A recount is officially happening in three of Florida’s most prominent elections.
Around 1:30 p.m. Saturday, the secretary of state ordered a machine recount for the U.S. Senate race between Gov. Rick Scott and incumbent Sen. Bill Nelson, the Florida gubernatorial race between Tallahassee Mayor Andrew Gillum and Ron DeSantis and the Florida agriculture commissioner race between Matt Caldwell and Nikki Fried.
The recount is required by Florida law if results show a less than 0.5 percentage point vote difference between two candidates. Saturday’s unofficial returns show Nelson trailing Scott by 12,562 votes, just 0.15 of a percentage point of the over 8.1 million received. Gillum is 33,684 votes behind DeSantis, making the race divided by 0.41 of a percentage point. Caldwell, with 4,025,011 votes, has the narrowest margin, only a 0.06 of a percentage point difference from Fried’s 4,030,337 votes.

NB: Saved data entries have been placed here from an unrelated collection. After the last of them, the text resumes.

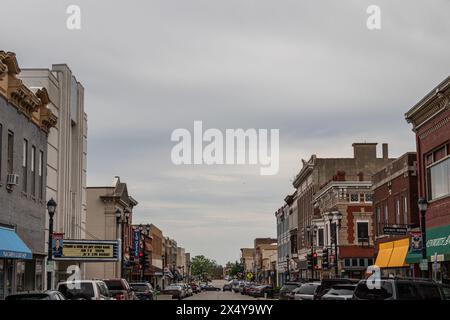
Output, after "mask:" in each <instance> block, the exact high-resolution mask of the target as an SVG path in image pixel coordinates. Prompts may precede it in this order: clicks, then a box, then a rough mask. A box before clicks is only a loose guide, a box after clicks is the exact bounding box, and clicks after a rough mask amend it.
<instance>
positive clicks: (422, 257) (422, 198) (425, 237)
mask: <svg viewBox="0 0 450 320" xmlns="http://www.w3.org/2000/svg"><path fill="white" fill-rule="evenodd" d="M418 206H419V211H420V217H421V222H420V226H421V231H422V259H423V260H428V257H427V228H426V219H425V215H426V213H427V209H428V201H427V199H425V198H420V199H419V201H418ZM422 276H423V277H428V272H427V271H425V270H422Z"/></svg>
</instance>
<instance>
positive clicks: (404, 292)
mask: <svg viewBox="0 0 450 320" xmlns="http://www.w3.org/2000/svg"><path fill="white" fill-rule="evenodd" d="M353 299H354V300H444V299H445V293H444V290H443V287H442V286H441V285H439V284H438V283H435V282H433V281H429V280H423V279H401V278H386V279H381V280H379V283H378V284H377V283H371V282H369V281H368V280H361V281H360V282H359V283H358V285H357V287H356V289H355V292H354V293H353Z"/></svg>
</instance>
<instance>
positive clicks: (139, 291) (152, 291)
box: [130, 282, 156, 300]
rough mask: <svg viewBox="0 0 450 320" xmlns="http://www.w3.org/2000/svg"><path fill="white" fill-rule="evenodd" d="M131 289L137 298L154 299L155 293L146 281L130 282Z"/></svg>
mask: <svg viewBox="0 0 450 320" xmlns="http://www.w3.org/2000/svg"><path fill="white" fill-rule="evenodd" d="M130 287H131V289H133V290H134V294H135V295H136V297H137V298H138V299H139V300H155V298H156V294H155V291H154V290H153V287H152V285H151V284H150V283H148V282H135V283H130Z"/></svg>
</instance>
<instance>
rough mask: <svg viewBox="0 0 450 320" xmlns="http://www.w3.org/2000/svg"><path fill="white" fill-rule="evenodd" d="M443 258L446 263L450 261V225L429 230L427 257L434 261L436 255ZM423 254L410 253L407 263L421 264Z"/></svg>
mask: <svg viewBox="0 0 450 320" xmlns="http://www.w3.org/2000/svg"><path fill="white" fill-rule="evenodd" d="M435 254H436V255H438V256H441V257H442V256H443V257H444V260H445V261H448V260H450V225H447V226H443V227H437V228H431V229H428V230H427V257H428V260H429V261H432V259H433V257H434V255H435ZM420 260H422V254H421V253H411V252H410V253H409V254H408V256H407V257H406V262H407V263H409V264H412V263H419V262H420Z"/></svg>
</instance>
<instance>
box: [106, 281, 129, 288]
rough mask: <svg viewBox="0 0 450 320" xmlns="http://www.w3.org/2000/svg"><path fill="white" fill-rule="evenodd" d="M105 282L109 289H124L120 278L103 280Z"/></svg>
mask: <svg viewBox="0 0 450 320" xmlns="http://www.w3.org/2000/svg"><path fill="white" fill-rule="evenodd" d="M105 283H106V286H107V287H108V289H109V290H126V288H125V287H124V285H123V283H122V281H120V280H105Z"/></svg>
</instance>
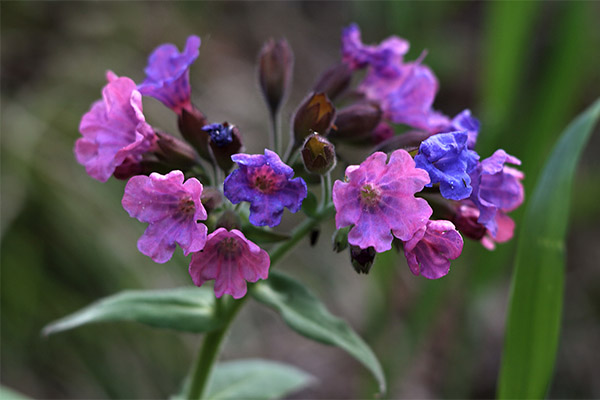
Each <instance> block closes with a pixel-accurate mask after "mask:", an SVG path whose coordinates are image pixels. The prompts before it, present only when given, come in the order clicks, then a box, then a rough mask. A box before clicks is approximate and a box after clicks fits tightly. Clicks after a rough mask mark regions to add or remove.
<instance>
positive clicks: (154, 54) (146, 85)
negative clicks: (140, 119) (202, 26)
mask: <svg viewBox="0 0 600 400" xmlns="http://www.w3.org/2000/svg"><path fill="white" fill-rule="evenodd" d="M199 48H200V38H199V37H198V36H194V35H192V36H190V37H188V39H187V42H186V44H185V49H184V51H183V52H182V53H179V50H177V47H176V46H175V45H174V44H171V43H167V44H163V45H161V46H159V47H157V48H156V49H155V50H154V51H153V52H152V54H151V55H150V57H149V58H148V66H147V67H146V69H145V70H144V71H145V72H146V79H145V80H144V82H142V83H141V84H140V85H139V90H140V92H141V93H142V94H143V95H144V96H151V97H154V98H156V99H158V100H160V101H161V102H162V103H163V104H164V105H165V106H167V107H169V108H170V109H172V110H173V111H175V112H176V113H177V114H181V110H182V109H186V110H188V111H191V109H192V103H191V88H190V71H189V68H190V66H191V65H192V63H193V62H194V60H196V58H198V55H199V54H200V52H199Z"/></svg>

Results from the recount will comprise the second unofficial results, which are due to the secretary of state by Thursday. If those result in a less than 0.25 percent difference between the two candidates, then a hand recount will be ordered.
The recount will be conducted by machine, meaning workers will reload every ballot into the county’s vote tabulators. If there are ballots with overvotes or undervotes, meaning a voter selected either too many or too few options, they will be set aside. If a hand recount is ordered, those ballots will be checked manually.
Though Gillum’s campaign has been more publicly vocal about the mayor’s support of a recount, Gillum did deliver a concession speech Election night and has not withdrawn it. DeSantis has not released a public statement on the possibility of a recount, but President Donald Trump, who endorsed DeSantis, has commented on the recount via his tweets.
“Mayor Gillum conceded on Election Day and now Broward County has put him ‘back into play,'” Trump said in a tweet Friday. “Bill Nelson conceded Election – now he’s back in play!? This is an embarrassment to our Country and to Democracy!”
Scott and Nelson have both had very different reactions to the possibility of a recount.
Scott has publicly decried it and has brought lawsuits against both the Broward County and Palm Beach County supervisors of elections, alleging that both offices mismanaged votes. Caldwell followed with his own lawsuit, asking the court to “determine if Broward County Supervisor of Elections Brenda Snipes illegally included ballots after polls closed.”
A judge ruled in favor of Scott on Friday, ordering Broward County Supervisor of Elections Brenda Snipes to turn over her ballot collection records. However, officials from Scott’s office said Saturday that Snipes refused to confirm whether or not more ballots exist that need to be counted.
Nelson is suing Florida Secretary of State Ken Detzner over vote-by-mail ballots and the process used to validate them. Nelson’s lawyer said the signature-matching process involved in confirming votes is faulty and could allow actual ballots to be counted as provisional.
Officials from the Florida Department of Law Enforcement said Friday that their office has not received any allegations of voter fraud from the Florida Department of State.
Official returns of votes are scheduled to be reviewed by Scott, as the current governor, Nov. 20.